ARIES (March 21-April 19): Weigh the pros and cons before you sign up for something. Your generous nature will get you in trouble if you are too accommodating. Take time to nurture yourself and meaningful relationships instead of trying to impress an outsider. Romance is in the stars. 3 stars
TAURUS (April 20-May 20): You can achieve what you set out to do if you are practical and use your talents, experience and knowledge skillfully. Don’t let temptation lead you astray or allow someone’s manipulative tactics cost you. Stick to your original plans. 3 stars
GEMINI (May 21-June 20): Target what you want to accomplish, and don’t stop until you reach your goal. Refuse to let anyone obstruct your plans or tempt you using false information. It’s up to you to believe in yourself. Put your energy where it counts. 3 stars
CANCER (June 21-July 22): Control your emotions. Don’t waste precious time getting upset over trivial matters. Walk away from unsavory situations and toward people who offer new possibilities. Create what you want to happen and leave the past behind. 3 stars
LEO (July 23-Aug. 22): You can have fun without overspending. Participate in something that allows you to use your physical and mental skills to impress someone you want to get to know better. A job offer looks promising, and a financial improvement is within reach. Love is in the stars. 5 stars
VIRGO (Aug. 23-Sept. 22): You’ll encounter someone or something that gives you hope for a better future. Discussions will encourage you to learn something new or hone a rusty skill. Don’t let criticism stand in your way. Turn something you enjoy doing into a lucrative pastime. 2 stars
LIBRA (Sept. 23-Oct. 22): Put more time and effort into making your home welcoming.

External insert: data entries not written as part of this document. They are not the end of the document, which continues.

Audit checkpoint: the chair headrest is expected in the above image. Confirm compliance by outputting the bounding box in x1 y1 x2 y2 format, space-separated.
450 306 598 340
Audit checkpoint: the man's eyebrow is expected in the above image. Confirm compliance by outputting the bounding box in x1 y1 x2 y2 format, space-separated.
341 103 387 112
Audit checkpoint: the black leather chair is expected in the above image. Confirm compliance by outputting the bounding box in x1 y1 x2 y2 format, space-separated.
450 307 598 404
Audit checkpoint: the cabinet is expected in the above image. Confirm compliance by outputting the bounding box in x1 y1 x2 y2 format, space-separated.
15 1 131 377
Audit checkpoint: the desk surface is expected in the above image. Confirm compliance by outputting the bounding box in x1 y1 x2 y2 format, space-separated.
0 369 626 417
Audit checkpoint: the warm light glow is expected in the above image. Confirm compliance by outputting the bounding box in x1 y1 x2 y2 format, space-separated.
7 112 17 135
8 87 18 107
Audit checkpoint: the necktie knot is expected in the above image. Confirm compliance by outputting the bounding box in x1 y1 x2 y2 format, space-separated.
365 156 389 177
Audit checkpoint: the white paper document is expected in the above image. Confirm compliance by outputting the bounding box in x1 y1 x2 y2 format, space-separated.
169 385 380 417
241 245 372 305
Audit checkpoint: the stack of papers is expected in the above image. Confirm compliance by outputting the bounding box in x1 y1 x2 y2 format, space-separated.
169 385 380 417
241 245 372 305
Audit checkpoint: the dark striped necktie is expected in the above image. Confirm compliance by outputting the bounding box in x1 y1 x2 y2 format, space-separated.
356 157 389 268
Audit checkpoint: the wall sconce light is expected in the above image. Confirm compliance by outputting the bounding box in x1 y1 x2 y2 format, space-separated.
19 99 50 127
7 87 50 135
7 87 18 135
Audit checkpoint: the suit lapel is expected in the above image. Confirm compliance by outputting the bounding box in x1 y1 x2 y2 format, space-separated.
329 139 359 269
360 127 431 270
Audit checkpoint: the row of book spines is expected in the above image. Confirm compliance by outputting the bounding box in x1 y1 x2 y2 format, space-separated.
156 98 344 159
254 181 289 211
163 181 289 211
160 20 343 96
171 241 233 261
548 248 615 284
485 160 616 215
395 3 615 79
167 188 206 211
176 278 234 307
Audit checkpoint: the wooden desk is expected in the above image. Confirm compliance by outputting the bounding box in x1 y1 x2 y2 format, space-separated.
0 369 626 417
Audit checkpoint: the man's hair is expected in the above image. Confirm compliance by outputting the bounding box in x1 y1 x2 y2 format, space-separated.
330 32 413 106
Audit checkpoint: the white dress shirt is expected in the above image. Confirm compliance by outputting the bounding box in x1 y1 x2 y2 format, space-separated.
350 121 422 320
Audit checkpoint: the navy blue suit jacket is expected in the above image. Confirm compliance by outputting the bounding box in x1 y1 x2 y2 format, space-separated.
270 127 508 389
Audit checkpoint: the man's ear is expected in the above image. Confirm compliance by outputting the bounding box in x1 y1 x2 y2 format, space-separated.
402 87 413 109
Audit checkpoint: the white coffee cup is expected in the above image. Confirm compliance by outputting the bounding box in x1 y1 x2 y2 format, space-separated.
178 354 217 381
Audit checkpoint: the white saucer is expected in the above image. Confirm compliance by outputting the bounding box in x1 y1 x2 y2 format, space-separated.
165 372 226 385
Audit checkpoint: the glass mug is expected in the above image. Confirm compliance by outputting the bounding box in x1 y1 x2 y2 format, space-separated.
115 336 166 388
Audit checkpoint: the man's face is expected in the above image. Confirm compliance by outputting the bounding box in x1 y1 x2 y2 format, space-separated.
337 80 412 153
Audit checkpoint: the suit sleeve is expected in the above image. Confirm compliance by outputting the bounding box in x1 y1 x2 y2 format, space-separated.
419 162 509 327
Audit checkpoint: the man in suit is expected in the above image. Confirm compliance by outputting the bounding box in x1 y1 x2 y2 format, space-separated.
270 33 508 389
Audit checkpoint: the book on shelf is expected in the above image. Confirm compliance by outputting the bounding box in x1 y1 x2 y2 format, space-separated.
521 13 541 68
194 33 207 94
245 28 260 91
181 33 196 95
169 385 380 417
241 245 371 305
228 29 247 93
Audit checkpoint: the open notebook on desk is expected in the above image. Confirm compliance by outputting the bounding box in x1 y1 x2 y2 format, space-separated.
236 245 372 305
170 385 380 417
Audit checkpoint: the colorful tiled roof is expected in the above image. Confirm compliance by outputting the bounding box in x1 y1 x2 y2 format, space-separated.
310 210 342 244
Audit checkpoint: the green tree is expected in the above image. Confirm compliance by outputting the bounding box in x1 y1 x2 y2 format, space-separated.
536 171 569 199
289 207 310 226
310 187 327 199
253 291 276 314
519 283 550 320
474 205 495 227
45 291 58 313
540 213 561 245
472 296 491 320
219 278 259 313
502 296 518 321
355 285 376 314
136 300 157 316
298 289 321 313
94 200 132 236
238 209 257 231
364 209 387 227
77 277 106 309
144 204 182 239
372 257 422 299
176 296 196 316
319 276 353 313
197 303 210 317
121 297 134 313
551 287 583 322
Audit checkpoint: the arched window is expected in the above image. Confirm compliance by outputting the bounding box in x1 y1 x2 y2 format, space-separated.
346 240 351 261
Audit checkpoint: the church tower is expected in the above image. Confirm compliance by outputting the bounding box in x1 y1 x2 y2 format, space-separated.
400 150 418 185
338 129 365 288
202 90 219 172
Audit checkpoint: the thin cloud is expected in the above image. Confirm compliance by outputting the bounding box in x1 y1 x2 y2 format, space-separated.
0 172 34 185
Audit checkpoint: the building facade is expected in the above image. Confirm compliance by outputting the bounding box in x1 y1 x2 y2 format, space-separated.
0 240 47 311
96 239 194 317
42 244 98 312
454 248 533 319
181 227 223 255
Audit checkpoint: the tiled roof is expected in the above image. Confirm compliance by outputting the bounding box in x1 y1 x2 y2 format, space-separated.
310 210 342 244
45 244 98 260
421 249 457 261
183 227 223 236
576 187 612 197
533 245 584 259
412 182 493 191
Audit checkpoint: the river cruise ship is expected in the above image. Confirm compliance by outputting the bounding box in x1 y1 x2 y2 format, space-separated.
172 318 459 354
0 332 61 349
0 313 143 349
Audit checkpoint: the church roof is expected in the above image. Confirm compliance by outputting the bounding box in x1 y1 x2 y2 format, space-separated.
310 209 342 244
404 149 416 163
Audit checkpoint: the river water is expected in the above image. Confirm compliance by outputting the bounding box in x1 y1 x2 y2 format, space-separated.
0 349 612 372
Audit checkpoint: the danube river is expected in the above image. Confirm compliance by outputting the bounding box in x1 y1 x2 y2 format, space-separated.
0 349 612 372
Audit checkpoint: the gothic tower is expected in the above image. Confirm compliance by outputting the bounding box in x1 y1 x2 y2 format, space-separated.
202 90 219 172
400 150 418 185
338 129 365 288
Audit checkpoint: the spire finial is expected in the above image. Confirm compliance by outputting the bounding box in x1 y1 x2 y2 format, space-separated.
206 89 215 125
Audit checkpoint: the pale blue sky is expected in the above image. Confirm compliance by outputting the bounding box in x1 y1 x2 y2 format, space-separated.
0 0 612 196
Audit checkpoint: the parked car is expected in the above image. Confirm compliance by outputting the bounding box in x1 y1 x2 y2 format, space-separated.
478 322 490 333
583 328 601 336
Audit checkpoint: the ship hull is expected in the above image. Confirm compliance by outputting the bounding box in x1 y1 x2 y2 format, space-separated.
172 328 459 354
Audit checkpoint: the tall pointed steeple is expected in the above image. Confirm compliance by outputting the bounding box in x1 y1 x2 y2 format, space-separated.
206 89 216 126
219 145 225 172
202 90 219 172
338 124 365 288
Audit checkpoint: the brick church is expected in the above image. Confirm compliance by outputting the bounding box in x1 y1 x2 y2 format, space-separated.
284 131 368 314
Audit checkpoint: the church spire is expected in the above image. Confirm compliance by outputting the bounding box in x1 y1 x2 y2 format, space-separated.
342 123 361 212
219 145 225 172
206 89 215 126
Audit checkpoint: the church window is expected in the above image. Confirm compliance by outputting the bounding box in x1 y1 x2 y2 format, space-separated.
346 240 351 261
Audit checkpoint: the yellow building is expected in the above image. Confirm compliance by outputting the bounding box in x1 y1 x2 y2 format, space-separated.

Entertaining or participating in something that brings you in contact with people you enjoy being around will offer insight into new opportunities. 4 stars
SCORPIO (Oct. 23-Nov. 21): Common sense, patience and handling matters yourself will pay off. Take it easy, stick close to home and find novel ways to lower your overhead or make some extra cash selling off things you no longer need. Avoid no-win situations. 3 stars
SAGITTARIUS (Nov. 22-Dec. 21): Protect your assets, health and emotional well-being. Don’t let anyone dictate how to proceed. Don’t fold under pressure when it’s up to you to put your plans in motion and do what’s best for you. Put yourself first. 3 stars
CAPRICORN (Dec. 22-Jan. 19): Use your connections and intelligence to get what you desire. Stop saying yes when you want to say no. Live up to your expectations, not someone else’s. Rid yourself of dead weight and empty promises. 4 stars
AQUARIUS (Jan. 20-Feb. 18): Decide what’s best for you instead of letting someone dictate what you do next. Overloading your roster with projects that don’t interest you to please someone else will set you back and cause frustration. Choose the path that excites you most. 2 stars
PISCES (Feb. 19-March 20): Don’t hesitate. You have plenty to gain if you trust your instincts and voice your opinion. Don’t let anyone tamper with your confidence or talk you into doing something that benefits them more than you. Advocate for yourself. 5 stars
Birthday Baby: You are alert, equipped and intuitive. You are helpful and encouraging.
1 star: Avoid conflicts; work behind the scenes. 2 stars: You can accomplish, but don’t rely on others. 3 stars: Focus and you’ll reach your goals. 4 stars: Aim high; start new projects. 5 stars: Nothing can stop you; go for gold.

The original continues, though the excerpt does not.